不定詞(to+動詞の原形)の形容詞的用法は、名詞を後置修飾します。中学で最もよく使われるのは、something to eat(食べるための何か=食べ物)やsomething to drink(飲むための何か=飲み物)です。somethingは、抽象名詞の一つです。

  • Let's get something to eat.

食べるための何かをゲットしましょう→何か食べましょう。)

その他、time(時間)やhomework(宿題)、work(仕事)などの名詞もよく不定詞によって後置修飾されます。

  • It's time to go to bed.

寝るための時間です→もう寝る時間ですよ。)

  • I have a lot of homework to do.

(私はするべき宿題がたくさんあります。)

3:現在分詞

まず、下の例文を見て下さい。

  • Look at that boy. He is sleeping under the tree.

(あの男の子を見て。彼は木の下で眠っています。)

“be動詞+ing形”は現在進行形で「~している」という意味でしたね。中学2年までの文法力であればこうやって2つに分けて表現するしかないのですが、分詞を使えば「木の下で眠っているあの男の子を見て。」と1文にまとめることができます。

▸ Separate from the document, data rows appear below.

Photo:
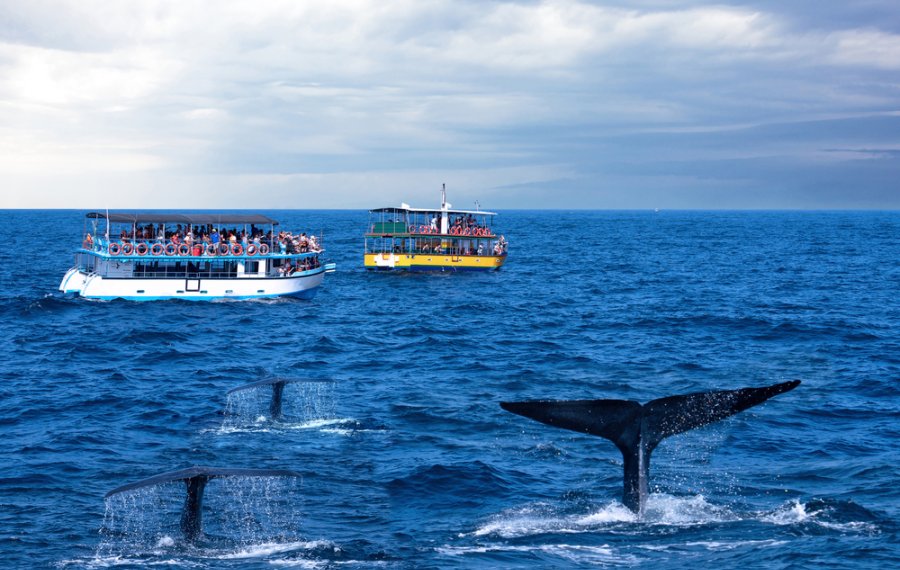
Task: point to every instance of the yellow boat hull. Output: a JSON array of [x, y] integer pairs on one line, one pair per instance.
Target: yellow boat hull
[[433, 262]]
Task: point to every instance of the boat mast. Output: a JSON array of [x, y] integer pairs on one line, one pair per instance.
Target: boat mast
[[445, 216]]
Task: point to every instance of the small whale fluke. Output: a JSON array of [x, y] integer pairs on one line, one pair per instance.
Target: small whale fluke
[[277, 384], [637, 429], [195, 479]]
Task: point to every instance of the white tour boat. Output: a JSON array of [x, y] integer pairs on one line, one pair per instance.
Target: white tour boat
[[199, 257]]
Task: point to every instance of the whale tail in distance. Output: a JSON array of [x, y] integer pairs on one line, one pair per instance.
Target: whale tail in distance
[[637, 429], [277, 384], [195, 479]]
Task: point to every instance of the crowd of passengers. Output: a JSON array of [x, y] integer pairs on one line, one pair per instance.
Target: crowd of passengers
[[287, 242], [459, 223], [426, 246]]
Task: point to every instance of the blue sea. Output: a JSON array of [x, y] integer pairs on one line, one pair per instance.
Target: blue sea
[[407, 460]]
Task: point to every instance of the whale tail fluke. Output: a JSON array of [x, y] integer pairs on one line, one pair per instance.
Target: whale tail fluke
[[277, 384], [195, 480], [637, 429]]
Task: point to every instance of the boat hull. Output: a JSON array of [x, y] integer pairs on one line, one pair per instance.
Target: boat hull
[[432, 262], [302, 285]]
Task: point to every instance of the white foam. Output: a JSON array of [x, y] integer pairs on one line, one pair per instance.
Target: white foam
[[572, 552], [795, 512], [661, 509], [269, 548]]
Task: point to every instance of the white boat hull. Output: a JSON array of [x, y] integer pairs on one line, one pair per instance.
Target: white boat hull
[[94, 286]]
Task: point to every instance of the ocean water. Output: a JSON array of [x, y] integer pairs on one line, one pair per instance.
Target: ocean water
[[407, 461]]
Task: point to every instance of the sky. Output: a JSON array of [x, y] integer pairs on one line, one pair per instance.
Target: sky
[[308, 104]]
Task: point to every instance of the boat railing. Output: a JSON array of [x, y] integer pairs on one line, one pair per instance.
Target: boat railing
[[159, 248], [456, 231]]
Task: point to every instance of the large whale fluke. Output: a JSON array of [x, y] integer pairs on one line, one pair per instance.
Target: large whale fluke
[[637, 429], [277, 384], [195, 479]]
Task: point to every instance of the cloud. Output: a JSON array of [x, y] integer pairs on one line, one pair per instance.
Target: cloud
[[237, 92]]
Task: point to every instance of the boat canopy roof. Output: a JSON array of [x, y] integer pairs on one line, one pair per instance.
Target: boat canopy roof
[[193, 219], [403, 210]]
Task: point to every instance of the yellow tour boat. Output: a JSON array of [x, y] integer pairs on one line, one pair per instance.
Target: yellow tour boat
[[437, 239]]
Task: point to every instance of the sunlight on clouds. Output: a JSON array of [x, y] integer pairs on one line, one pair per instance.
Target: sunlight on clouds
[[867, 48], [62, 78], [284, 86]]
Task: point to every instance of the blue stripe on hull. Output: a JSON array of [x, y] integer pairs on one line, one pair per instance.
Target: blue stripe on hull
[[433, 269], [306, 295]]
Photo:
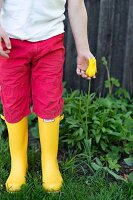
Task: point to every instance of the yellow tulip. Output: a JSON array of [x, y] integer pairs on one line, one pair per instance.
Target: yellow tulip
[[92, 68]]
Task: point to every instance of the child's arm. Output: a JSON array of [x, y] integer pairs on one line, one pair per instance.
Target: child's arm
[[78, 21], [5, 38]]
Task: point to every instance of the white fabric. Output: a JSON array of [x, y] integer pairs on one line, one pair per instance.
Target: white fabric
[[33, 20]]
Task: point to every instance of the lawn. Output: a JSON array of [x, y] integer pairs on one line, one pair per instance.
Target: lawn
[[99, 186]]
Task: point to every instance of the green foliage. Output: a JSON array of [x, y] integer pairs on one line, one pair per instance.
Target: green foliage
[[97, 131]]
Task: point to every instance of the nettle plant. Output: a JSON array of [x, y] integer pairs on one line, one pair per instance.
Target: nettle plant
[[100, 128]]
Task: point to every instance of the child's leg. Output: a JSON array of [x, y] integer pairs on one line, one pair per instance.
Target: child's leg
[[18, 140], [15, 95], [47, 89], [49, 137]]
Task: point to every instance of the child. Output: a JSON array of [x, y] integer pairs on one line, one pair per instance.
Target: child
[[31, 67]]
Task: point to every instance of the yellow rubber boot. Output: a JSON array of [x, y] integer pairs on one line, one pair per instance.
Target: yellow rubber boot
[[18, 140], [49, 136]]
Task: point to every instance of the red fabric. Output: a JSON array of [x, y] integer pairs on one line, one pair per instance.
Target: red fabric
[[32, 75]]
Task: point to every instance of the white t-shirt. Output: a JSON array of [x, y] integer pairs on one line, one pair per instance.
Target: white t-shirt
[[33, 20]]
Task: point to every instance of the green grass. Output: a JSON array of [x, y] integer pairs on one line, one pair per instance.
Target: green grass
[[97, 187]]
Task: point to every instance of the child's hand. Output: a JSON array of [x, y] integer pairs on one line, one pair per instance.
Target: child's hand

どうするかというと、2文目に出てくる主語とbe動詞を外して、そのまま1文目につなげるのです。

  • Look at that boy sleeping under the tree.

木の下で眠っているあの男の子を見て。)

be動詞とセットで使われているing形は現在進行形ですが、上のようにbe動詞なしでそのまま名詞の後に続いているing形は現在分詞と言います。「~している」という意味合いは変わりませんが、名詞のすぐ後ろに来て後置修飾していることが分かってもらえると思います。

4:過去分詞

次に、下の例文を見て下さい。

  • I have a book. It was written by Natsume Soseki.

(私は1冊の本を持っています。それは夏目漱石によって書かれました。)

“be動詞+過去分詞形”は受動態で「~された」という意味でしたね。これも受動態までの文法力であればこうやって2つに分けて表現するしかないのですが、分詞を使えば「私は夏目漱石によって書かれた本を1冊持っています。」と1文にまとめることができます。

どうするかというと、先ほどと同じように、2文目に出てくる主語とbe動詞を外して、そのまま1文目につなげるのです。

  • I have a book written by Natsume Soseki.

(私は夏目漱石によって書かれた本を1冊持っています。)

be動詞とセットで使われている過去分詞形は受動態ですが、上のようにbe動詞なしでそのまま名詞の後に続いている過去分詞形は過去分詞と言います。「~された」という意味合いは変わりませんが、名詞のすぐ後ろに来て後置修飾していることが分かってもらえると思います。

勉強のポイント

「名詞の後置修飾」をマスターしてライティング力を鍛えるためには、上で挙げた以外にも参考書に載っている例文に目を通してみて、よく使われる形をまずしっかり頭に叩き込むことです。

型が身に付けば、自然と応用力がつきます。例えば、上記の“I have a lot of homework to do.”の型を覚えていれば、「私はするべき仕事がたくさんあります」とか「私はするべき仕事が全くありません」とかいった英文も、語彙だけ少し変えれば書けるようになります。

おわりに

「名詞の後置修飾」といえば聞こえは大仰な感じですが、普段から何気なく英文で出てくる形ですので、これからは意識して取り組むようにしましょう。